Source:AEG Power Solutions

AEG Power Solutions have decided to focus their business on their core areas of competitive strength in delivering high quality power systems and solutions for infrastructure; divests Lannion’s Entity in France.
To face the challenges raised by the decrease in revenue and losses in operations, AEG Power Solutions have decided to focus their business on their core areas of competitive strength in delivering high quality power systems and solutions for infrastructure, industrial and demanding commercial applications and advanced solutions for renewable energies and next generation distributed power generation. In this process, the Group is readjusting its footprint and has decided to place in liquidation its entity in Lannion (France), which can no longer be financially supported.
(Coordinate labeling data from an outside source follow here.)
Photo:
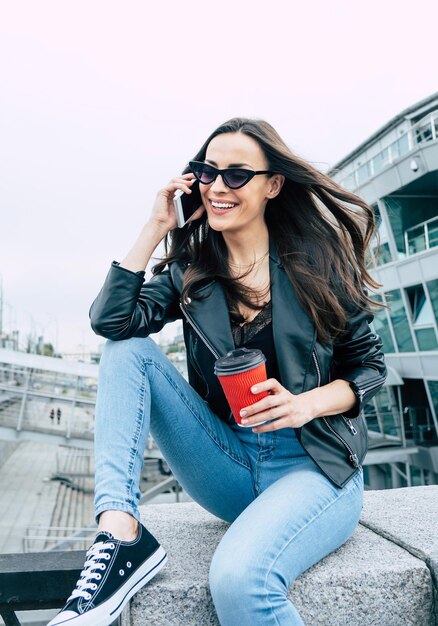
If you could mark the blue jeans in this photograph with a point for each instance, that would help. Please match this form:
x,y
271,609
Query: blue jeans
x,y
284,513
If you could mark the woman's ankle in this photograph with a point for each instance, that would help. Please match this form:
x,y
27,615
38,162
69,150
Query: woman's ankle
x,y
120,524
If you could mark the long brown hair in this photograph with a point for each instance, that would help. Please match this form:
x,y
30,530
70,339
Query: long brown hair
x,y
321,241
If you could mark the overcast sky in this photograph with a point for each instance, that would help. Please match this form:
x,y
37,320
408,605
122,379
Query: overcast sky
x,y
103,102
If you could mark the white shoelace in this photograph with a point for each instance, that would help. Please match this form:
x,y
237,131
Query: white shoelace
x,y
89,573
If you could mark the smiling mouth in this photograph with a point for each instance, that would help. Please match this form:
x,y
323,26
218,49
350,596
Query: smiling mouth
x,y
222,206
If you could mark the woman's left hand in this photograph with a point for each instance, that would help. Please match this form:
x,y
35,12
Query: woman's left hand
x,y
283,407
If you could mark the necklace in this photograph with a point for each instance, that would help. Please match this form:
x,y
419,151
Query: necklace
x,y
250,264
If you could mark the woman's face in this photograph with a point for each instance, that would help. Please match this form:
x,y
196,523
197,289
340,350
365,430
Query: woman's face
x,y
247,204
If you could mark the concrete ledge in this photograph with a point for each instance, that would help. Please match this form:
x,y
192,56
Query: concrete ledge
x,y
385,574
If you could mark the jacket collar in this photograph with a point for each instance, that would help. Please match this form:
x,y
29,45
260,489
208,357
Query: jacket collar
x,y
293,329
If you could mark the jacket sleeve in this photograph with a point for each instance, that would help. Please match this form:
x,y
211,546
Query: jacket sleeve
x,y
127,307
358,359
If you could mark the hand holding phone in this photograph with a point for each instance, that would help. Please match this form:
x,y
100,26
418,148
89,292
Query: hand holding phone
x,y
186,204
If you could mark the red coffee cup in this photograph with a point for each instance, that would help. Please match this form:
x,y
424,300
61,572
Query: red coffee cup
x,y
238,371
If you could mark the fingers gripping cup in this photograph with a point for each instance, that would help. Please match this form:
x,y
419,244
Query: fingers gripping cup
x,y
238,371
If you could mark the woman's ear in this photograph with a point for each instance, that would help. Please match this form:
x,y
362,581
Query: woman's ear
x,y
275,184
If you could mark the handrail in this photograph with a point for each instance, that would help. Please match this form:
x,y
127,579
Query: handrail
x,y
63,542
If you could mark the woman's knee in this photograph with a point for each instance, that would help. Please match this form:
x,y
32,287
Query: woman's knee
x,y
134,346
231,574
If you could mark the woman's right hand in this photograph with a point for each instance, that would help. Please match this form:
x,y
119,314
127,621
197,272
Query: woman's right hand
x,y
163,215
The AEG PS Group experienced close to 11% decrease in revenue from 2011 to 2012, and is expecting another decrease by 25% in 2013 as announced in its Q3 interim management report.

The Group EBITDA was down 66% in 2012 compared with 2011 and as announced in the interim Q3 report, losses are expected for 2013.
In this context, the Board of 3W Power, the holding company of AEG Power Solutions and its new Chairman, Dr. Dirk Wolfertz, have announced the appointment of Jeffrey Casper, Chief Financial Officer of the Group, as Chief Restructuring Officer, in charge of leading a recovery program for the company.

To secure the business, AEG Power Solutions must adjust its structure to fit within its financial capabilities and is forced to close its business in Lannion (France) which was structurally losing money.

Lannion’s management announced this morning to the local works council its intention to file for bankruptcy protection for the entity.
The group cannot support the losses of Lannion nor finance the cash flow required to run the entity which would be €6 million for the first half of 2014.

Lannion’s cumulated losses (EBITDA) over 5 years have reached €27 million, out of which €11,1 million over the last 2 years. Up to now, these losses have been fully supported by the Group.

Though it is clear that AEG Power Solutions cannot finance any initiatives proposed by the bankruptcy court, the Group will consider every possibility to redeploy employees from Lannion in other entities if competencies match future needs. AEG PS will allow any intellectual property rights linked to the Lannion business to contribute to selling of assets. AEG is a brand under license of Electrolux and cannot be used further by Lannion, so the entity will be run as of today under its former denomination of Harmer & Simmons.

The case will be filed on January 8 at Saint –Brieuc commercial court.